Le paiement clôt généralement la procédure et rend une contestation ultérieure très difficile. Une contestation n’a de sens que si elle repose sur un élément concret, par exemple une erreur d’identification, une limitation mal indiquée ou une incohérence dans l’avis.
Pourquoi l’écart de 40 km/h est loin d’être anodin
À 90 km/h, une voiture parcourt environ 25 mètres en une seconde. À 130 km/h, elle en parcourt près de 36. Le conducteur dispose donc de moins de temps pour réagir, tandis que le véhicule couvre une distance nettement plus longue avant même le début du freinage.
L’énergie cinétique augmente fortement avec la vitesse. À 130 km/h, elle est environ deux fois supérieure à celle d’un véhicule roulant à 90 km/h, toutes choses égales par ailleurs. Cela pèse directement sur la distance d’arrêt et la gravité potentielle d’une collision.
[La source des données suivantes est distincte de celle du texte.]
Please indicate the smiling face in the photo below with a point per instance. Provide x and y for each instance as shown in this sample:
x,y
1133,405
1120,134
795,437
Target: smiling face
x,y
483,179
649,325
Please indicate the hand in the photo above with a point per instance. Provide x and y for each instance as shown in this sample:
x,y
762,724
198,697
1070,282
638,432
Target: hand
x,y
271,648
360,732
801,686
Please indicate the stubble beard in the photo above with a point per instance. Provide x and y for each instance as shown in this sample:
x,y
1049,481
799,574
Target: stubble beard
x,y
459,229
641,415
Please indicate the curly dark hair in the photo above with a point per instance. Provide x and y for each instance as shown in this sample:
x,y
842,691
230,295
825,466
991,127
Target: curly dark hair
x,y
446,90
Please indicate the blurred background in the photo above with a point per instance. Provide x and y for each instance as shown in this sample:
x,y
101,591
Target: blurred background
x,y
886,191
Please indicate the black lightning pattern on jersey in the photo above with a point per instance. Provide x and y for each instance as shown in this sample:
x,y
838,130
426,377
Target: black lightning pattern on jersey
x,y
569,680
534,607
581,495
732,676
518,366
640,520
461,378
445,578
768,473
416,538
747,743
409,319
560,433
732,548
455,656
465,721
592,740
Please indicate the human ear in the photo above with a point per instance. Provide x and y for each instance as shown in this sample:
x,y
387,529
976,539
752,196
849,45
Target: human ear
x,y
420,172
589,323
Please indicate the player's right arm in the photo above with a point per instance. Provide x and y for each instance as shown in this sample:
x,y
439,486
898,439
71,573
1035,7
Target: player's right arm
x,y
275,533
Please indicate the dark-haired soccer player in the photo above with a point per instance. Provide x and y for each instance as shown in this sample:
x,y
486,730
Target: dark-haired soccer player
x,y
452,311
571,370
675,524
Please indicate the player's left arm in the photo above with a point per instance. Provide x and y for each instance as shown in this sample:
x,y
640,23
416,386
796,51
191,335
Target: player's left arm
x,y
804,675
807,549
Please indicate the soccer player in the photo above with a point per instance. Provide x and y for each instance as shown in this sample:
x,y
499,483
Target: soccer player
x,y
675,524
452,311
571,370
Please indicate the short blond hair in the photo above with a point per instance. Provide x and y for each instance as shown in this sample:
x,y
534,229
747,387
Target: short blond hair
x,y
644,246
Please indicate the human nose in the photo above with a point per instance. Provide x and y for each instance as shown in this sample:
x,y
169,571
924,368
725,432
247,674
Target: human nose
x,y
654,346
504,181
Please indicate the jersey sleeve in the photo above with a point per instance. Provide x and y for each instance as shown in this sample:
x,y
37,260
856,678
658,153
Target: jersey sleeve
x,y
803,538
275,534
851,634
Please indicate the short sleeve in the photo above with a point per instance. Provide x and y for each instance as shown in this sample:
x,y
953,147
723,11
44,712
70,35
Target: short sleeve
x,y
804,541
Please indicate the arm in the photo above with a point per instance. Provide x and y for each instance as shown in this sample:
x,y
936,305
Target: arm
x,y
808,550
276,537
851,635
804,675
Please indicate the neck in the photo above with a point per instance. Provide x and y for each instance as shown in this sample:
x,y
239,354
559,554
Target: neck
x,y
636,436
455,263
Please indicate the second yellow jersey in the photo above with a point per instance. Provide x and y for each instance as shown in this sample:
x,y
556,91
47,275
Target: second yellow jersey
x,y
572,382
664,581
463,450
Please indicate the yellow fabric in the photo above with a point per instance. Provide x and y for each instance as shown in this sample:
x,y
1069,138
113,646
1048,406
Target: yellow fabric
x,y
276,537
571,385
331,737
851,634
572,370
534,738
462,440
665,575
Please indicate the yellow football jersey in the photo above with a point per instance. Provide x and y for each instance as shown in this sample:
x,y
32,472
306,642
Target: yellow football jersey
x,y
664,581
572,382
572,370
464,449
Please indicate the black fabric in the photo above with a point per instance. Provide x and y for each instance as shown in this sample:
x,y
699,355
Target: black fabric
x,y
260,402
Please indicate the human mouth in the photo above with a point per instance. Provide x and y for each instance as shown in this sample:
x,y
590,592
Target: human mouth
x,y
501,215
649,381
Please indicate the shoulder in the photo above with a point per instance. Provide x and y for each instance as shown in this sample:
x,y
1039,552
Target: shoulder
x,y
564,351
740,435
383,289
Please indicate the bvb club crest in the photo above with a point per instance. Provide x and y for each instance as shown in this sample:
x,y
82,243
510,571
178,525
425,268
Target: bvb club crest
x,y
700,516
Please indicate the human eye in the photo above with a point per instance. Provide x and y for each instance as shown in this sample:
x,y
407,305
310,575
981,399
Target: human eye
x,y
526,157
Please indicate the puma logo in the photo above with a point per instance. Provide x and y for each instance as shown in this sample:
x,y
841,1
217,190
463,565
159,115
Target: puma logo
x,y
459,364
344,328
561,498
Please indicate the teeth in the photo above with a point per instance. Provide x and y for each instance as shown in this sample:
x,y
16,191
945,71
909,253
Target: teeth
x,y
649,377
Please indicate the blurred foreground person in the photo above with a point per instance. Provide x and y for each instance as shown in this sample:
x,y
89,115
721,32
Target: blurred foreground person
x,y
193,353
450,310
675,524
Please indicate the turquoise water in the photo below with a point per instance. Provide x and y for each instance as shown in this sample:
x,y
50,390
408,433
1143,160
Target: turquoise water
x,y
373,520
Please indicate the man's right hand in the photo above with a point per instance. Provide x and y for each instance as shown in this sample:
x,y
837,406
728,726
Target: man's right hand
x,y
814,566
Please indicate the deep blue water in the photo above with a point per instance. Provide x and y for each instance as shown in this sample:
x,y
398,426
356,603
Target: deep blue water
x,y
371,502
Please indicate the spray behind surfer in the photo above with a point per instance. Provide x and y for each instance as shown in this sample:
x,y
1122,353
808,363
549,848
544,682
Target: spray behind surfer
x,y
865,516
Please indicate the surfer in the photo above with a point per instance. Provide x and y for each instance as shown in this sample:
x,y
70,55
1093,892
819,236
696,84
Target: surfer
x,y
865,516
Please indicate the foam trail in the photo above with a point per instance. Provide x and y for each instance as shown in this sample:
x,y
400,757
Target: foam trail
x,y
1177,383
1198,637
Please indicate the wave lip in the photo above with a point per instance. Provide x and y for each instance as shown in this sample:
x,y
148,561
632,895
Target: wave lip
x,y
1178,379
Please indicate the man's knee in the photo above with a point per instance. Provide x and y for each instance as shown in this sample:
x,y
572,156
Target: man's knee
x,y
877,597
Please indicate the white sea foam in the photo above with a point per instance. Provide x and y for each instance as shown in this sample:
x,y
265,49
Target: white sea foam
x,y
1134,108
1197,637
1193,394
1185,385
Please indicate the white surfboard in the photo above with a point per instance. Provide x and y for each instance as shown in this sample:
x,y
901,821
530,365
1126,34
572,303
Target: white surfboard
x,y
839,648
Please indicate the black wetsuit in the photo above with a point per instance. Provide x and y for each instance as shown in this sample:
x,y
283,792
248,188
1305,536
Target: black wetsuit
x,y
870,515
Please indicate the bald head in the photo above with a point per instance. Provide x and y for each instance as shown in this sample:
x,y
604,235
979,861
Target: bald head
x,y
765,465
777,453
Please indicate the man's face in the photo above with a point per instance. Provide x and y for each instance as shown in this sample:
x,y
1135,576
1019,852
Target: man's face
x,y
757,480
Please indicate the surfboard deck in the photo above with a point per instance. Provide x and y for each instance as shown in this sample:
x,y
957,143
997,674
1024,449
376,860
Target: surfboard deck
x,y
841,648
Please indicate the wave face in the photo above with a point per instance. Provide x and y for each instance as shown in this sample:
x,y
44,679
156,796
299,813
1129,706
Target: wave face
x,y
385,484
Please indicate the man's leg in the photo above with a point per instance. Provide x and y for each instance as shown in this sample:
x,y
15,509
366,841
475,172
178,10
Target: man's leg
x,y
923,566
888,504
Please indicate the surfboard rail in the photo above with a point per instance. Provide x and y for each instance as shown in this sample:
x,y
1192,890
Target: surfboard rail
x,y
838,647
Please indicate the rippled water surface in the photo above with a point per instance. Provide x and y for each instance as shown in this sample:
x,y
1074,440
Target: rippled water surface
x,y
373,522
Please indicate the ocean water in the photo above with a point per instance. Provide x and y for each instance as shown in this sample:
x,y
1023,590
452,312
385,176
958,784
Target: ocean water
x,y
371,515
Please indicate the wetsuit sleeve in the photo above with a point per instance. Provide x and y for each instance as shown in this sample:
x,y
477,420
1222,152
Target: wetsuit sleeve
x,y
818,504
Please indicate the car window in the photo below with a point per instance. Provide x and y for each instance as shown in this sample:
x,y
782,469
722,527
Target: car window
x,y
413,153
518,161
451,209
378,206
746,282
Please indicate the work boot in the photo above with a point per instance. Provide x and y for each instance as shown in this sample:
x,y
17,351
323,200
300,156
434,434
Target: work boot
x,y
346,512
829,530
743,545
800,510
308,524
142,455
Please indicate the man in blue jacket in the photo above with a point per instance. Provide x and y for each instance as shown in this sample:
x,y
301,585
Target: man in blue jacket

Ce qui me paraît le plus trompeur, c’est l’impression de maîtrise sur une route dégagée. Un virage masqué, un véhicule qui sort d’un chemin ou un ralentissement soudain transforme rapidement cette réserve de vitesse en problème concret. Le radar sanctionne l’infraction, mais le danger commence bien avant le flash.
Le chiffre à vérifier avant toute décision
Pour savoir ce que vous risquez après avoir roulé à 130 km/h sur une section limitée à 90, vérifiez d’abord la vitesse retenue sur l’avis. À 125 km/h retenus, l’écart est de 35 km/h et la sanction habituelle est de 135 € et 3 points. À 130 km/h retenus, l’écart atteint 40 km/h, avec 4 points et un risque accru pour le permis.
Je retiendrais surtout cette règle simple. Le compteur donne une indication, le radar mesure une vitesse et l’administration sanctionne la vitesse retenue. C’est cette dernière valeur qui doit guider votre analyse et vos éventuelles démarches.